Key principles when claiming interest

An affidavit setting out the amount of “non-judgment debt” claimed (ie the interest on top of the judgment debt) is a requirement pursuant to section 459E(3) of the Corporations Act. 

There is clear and binding Victorian authority regarding s 459E(3) that interest in addition to a judgment debt must be verified by an affidavit: Business Structures Pty Ltd v D’Amico [2012] VSC 146. 

The word “verifies” in the context of s 459E(3) requires a formal affirmation: Azed Developments Pty Ltd v Frederick & Co Ltd (in liq) (1994) 14 ACSR 54 per Hayne J. 

The apparent reason for the requirement is so that a debtor knows the precise basis upon which interest has been calculated and can understand the figures.

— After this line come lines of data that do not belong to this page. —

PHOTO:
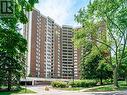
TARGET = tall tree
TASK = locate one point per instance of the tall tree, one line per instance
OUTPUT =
(111, 14)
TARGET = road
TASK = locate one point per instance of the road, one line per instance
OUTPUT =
(40, 91)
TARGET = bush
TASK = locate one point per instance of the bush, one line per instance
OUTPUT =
(83, 83)
(59, 84)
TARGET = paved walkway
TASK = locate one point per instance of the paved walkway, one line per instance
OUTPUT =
(41, 91)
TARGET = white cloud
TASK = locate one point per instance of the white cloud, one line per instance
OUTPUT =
(59, 10)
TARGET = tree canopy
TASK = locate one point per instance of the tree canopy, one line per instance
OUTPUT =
(104, 22)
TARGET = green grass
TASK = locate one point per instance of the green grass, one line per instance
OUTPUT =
(122, 85)
(71, 89)
(21, 91)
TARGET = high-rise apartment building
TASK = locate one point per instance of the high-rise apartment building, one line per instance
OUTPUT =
(51, 52)
(42, 35)
(67, 69)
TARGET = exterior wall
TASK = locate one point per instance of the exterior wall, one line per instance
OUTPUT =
(50, 48)
(56, 52)
(77, 59)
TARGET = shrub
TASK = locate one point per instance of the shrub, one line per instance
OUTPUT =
(83, 83)
(59, 84)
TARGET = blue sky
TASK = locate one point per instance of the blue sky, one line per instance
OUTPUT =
(62, 11)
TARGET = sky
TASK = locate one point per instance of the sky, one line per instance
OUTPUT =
(62, 11)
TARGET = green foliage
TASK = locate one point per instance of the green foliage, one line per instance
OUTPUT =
(104, 22)
(83, 83)
(59, 84)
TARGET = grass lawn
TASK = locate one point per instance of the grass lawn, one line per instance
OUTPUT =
(71, 89)
(22, 91)
(122, 85)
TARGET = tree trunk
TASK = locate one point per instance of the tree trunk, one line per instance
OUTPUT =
(9, 80)
(115, 76)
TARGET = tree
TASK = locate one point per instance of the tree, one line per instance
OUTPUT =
(111, 14)
(93, 66)
(12, 44)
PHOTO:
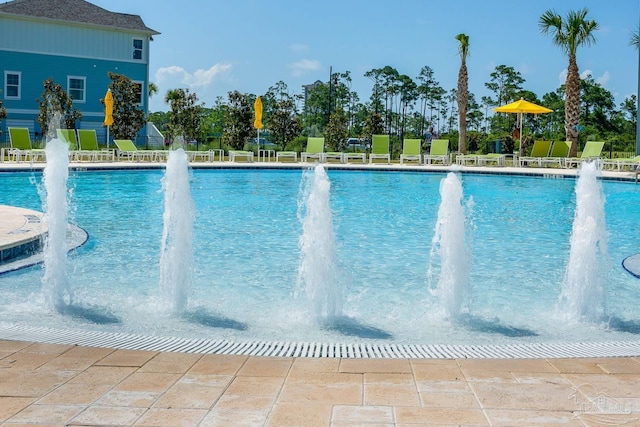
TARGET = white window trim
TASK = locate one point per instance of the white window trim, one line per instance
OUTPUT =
(84, 89)
(141, 83)
(4, 93)
(134, 49)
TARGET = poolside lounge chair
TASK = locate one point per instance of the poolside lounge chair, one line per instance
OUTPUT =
(21, 147)
(485, 159)
(592, 151)
(439, 151)
(287, 155)
(463, 159)
(621, 163)
(362, 156)
(380, 148)
(88, 147)
(559, 152)
(411, 151)
(337, 155)
(126, 148)
(315, 149)
(69, 137)
(540, 149)
(234, 154)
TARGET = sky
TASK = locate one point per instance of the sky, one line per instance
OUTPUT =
(214, 47)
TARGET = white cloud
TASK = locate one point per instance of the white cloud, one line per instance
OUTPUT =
(562, 77)
(304, 66)
(298, 47)
(585, 74)
(604, 78)
(200, 78)
(176, 77)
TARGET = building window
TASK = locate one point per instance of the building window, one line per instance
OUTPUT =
(76, 88)
(12, 84)
(138, 91)
(137, 49)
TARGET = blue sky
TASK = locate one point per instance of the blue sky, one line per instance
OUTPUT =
(215, 47)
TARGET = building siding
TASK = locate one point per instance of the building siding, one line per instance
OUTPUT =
(24, 35)
(40, 48)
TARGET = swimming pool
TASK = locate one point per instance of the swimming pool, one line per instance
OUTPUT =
(246, 256)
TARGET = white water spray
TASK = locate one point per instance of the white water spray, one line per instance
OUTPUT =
(55, 283)
(583, 296)
(450, 245)
(176, 254)
(318, 270)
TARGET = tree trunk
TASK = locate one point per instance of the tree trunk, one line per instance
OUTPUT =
(572, 105)
(463, 95)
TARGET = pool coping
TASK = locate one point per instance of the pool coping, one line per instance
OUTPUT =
(318, 349)
(332, 350)
(393, 167)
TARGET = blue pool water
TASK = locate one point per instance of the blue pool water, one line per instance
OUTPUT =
(245, 250)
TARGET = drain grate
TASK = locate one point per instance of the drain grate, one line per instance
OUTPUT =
(320, 350)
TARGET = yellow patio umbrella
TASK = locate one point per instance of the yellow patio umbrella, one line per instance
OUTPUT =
(108, 112)
(521, 107)
(257, 107)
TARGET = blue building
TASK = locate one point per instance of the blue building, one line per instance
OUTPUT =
(76, 43)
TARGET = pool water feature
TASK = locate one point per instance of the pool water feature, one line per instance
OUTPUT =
(583, 295)
(318, 275)
(246, 257)
(176, 242)
(450, 246)
(55, 281)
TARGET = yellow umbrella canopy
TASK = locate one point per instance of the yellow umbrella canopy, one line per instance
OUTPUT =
(108, 108)
(257, 106)
(521, 107)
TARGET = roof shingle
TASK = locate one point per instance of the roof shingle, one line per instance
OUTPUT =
(75, 11)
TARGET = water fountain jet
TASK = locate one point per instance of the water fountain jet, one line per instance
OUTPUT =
(176, 244)
(583, 296)
(318, 270)
(449, 246)
(55, 282)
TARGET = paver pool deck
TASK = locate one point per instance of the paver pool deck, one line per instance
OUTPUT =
(71, 385)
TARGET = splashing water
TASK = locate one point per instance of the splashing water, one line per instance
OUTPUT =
(55, 283)
(583, 297)
(317, 271)
(176, 254)
(449, 244)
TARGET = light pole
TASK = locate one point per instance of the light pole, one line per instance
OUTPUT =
(638, 97)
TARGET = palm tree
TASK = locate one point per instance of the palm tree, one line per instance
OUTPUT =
(576, 30)
(463, 91)
(635, 39)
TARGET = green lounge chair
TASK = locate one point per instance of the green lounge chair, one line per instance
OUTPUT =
(592, 151)
(233, 154)
(287, 155)
(21, 147)
(126, 148)
(88, 147)
(620, 164)
(68, 136)
(411, 151)
(485, 159)
(439, 151)
(380, 148)
(559, 152)
(315, 149)
(540, 149)
(463, 159)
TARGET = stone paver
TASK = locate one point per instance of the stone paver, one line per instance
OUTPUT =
(72, 385)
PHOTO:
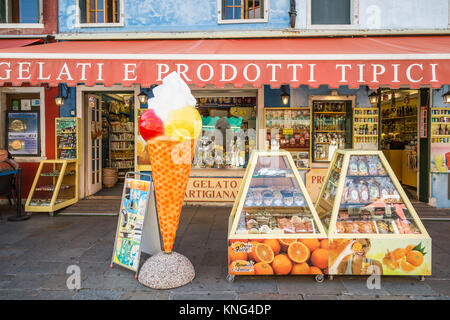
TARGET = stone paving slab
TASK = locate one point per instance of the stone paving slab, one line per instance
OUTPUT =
(35, 254)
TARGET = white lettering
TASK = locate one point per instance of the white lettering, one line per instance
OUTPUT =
(343, 70)
(294, 70)
(100, 72)
(7, 71)
(224, 66)
(361, 72)
(127, 71)
(274, 70)
(199, 71)
(23, 71)
(258, 72)
(41, 76)
(408, 72)
(160, 71)
(185, 69)
(395, 73)
(433, 72)
(378, 69)
(311, 73)
(83, 69)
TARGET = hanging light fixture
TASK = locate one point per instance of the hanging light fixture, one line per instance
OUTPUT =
(373, 98)
(446, 97)
(284, 95)
(143, 97)
(60, 98)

No doubt it also assists the Court. 

In correspondence between the parties, several other key authorities were cited in support of the need for an affidavit setting out the calculations for interest claimed in addition to a judgment debt, including: 

  1. Topfelt Pty Ltd v State Bank of NSW Ltd (1993) 47 FCR 226  - requirement to state the actual amount of interest claimed.  
     
  2. Victor Tunevitsch v Farrow Mortgage Services Ltd v Victor (in liq) (1994) 3 Tas R (NC) N20; 14 ACSR 565  - verification on oath that debt is due and payable, including interest.  
     
  3. Microjet Imaging Pty Ltd v Charara [2010] VSC 446 at [13] - narrowing the words ‘judgment debt’ in s 459E(3) to exclude additional interest.

Costs: standard or indemnity? 

After the creditor had conceded their fatal defect regarding the claim for interest and acknowledged that the demand was liable to set aside for ‘some other reason’ pursuant to section s 459J(1)(b) of the Corporations Act, the parties appeared in court to fight over whether standard or indemnity costs were payable. 

Significant related issues were that the demand had been issued by a top-tier firm of corporate solicitors (thus ostensibly raising the standard of conduct required) and that there had been a 2-year effluxion of time since the demand had been issued.  

The debtor had also put the creditor on written notice that an application for indemnity costs would be brought: Huntsman Chemical Company Australia Pty Ltd v International Pools Australia Ltd 36 NSWLR 242 at [249] per Kirby P. 

The creditor sought to downplay the ‘false start’ and relied upon Business Structures Pty Ltd v D’Amico [2012] VSC 146 to argue that the Supreme Court had determined a case ‘on all fours’ with the current case, but in that case it only ordered standard costs. 

The debtor sought to play up the ‘false start’ and relied upon Fountain Selected Meats (Sales) Pty Ltd v International Produce Merchants Pty Ltd & Ors 81 ALR 397 at [401] per Woodward J: 

I believe that it is appropriate to consider awarding “solicitor and client” or “indemnity” costs, whenever it appears that an action has been commenced or continued in circumstances where the applicant, properly advised, should have known that he had no chance of success. In such cases the action must be presumed to have been commenced or continued for some ulterior motive, or because of some willful disregard of the known facts or the clearly established law. Such cases are, fortunately, rare. But when they occur, the court will need to consider how it should exercise its unfettered discretion.” 

Conclusion re costs

Ultimately the submissions based on the principles above in Fountain, the written warning pursuant to Huntsman, and a ‘glaringly deficient’ statutory demand were persuasive. The creditor was ordered to pay the debtor's costs on an indemnity basis.